Targeting the Bacterial Cytoskeleton of the Burkholderia cepacia Complex for Antimicrobial Development: A Cautionary Tale

Abstract

Burkholderia cepacia complex (BCC) bacteria are a group of opportunistic pathogens that cause severe lung infections in cystic fibrosis (CF). Treatment of BCC infections is difficult, due to the inherent and acquired multidrug resistance of BCC. There is a pressing need to find new bacterial targets for antimicrobials. Here, we demonstrate that the novel compound Q22, which is related to the bacterial cytoskeleton destabilising compound A22, can reduce the growth rate and inhibit growth of BCC bacteria. We further analysed the phenotypic effects of Q22 treatment on BCC virulence traits, to assess its feasibility as an antimicrobial. BCC bacteria were grown in the presence of Q22 with a broad phenotypic analysis, including resistance to H₂O₂-induced oxidative stress, changes in the inflammatory potential of cell surface components, and in-vivo drug toxicity studies. The influence of the Q22 treatment on inflammatory potential was measured by monitoring the cytokine responses of BCC whole cell lysates, purified lipopolysaccharide, and purified peptidoglycan extracted from bacterial cultures grown in the presence or absence of Q22 in differentiated THP-1 cells. BCC bacteria grown in the presence of Q22 displayed varying levels of resistance to H₂O₂-induced oxidative stress, with some strains showing increased resistance after treatment. There was strain-to-strain variation in the pro-inflammatory ability of bacterial lysates to elicit TNFα and IL-1β from human myeloid cells. Despite minimal toxicity previously shown in vitro with primary CF cell lines, in-vivo studies demonstrated Q22 toxicity in both zebrafish and mouse infection models. In summary, destabilisation of the bacterial cytoskeleton in BCC, using compounds such as Q22, led to increased virulence-related traits in vitro. These changes appear to vary depending on strain and BCC species. Future development of antimicrobials targeting the BCC bacterial cytoskeleton may be hampered if such effects translate into the in-vivo environment of the CF infection.

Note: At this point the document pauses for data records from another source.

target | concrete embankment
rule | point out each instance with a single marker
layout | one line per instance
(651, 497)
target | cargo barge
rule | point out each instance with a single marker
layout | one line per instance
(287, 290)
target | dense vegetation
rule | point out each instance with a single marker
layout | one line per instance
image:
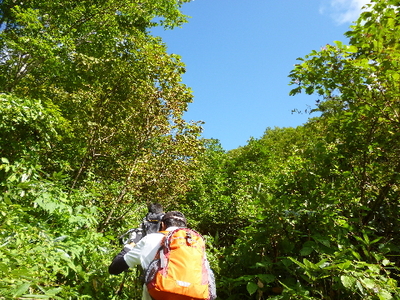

Keywords: Burkholderia; antimicrobial; cytoskeleton.

Figure 1

Growth and morphological changes induced by Q22 treatment. (A) Growth of B. cenocepacia J2315 in the absence or presence of increasing concentrations of Q22 (0, 20, 30, 40 μg/mL); (B) scanning electron microscope images of B. cenocepacia J2315, untreated and after treatment with 30 μg/mL Q22 at 6 h timepoint.

Figure 2

Survival of B. cepacia complex (BCC) strains exposed to H₂O₂ in vitro. Late-stationary-phase cells were treated with varying concentrations of H₂O₂, 0 mM (A), 10 mM (B), and 20 mM (C), as described under Section 4. Samples were plated in triplicate for colony counts, and percentage survival (expressed as % viability) was calculated relative to colony counts of untreated bacteria. * p < 0.05. Isolates included B. cenocepacia LMG16656 (J2315), B. cenocepacia LMG18829, B. multivorans LMG13010, and B. vietnamiensis LMG16232 (see Table 1).

Figure 3

Cytokine responses of THP-1 cells, stimulated with Q22-treated and untreated preparations. Cytokine responses at 6 h post-stimulation with whole cell lysates of BCC strains B. cenocepacia J2315, B. cenocepacia LMG18829, B. multivorans LMG13010, and B. vietnamiensis LMG16232. (A) TNFα; (B) IL-1β. TNFα responses at 6 h post stimulation with whole cell lysates, purified lipopolysaccharide (LPS) (C), or purified peptidoglycan (PG) (D) from BCC strain B. cenocepacia J2315. Comparison of profiles from cells stimulated with and without a CD14 antibody pre-incubation step (C). * p < 0.05.

Figure 4

Toxicity of Q22 in the zebrafish embryo model. Zebrafish embryos were exposed to increasing concentrations of Q22 (6.4 µg/mL; 64 µg/mL; 640 µg/mL) at 30 high power field and monitored for survival for up to 120 h post-incubation. Data expressed as percentage survival.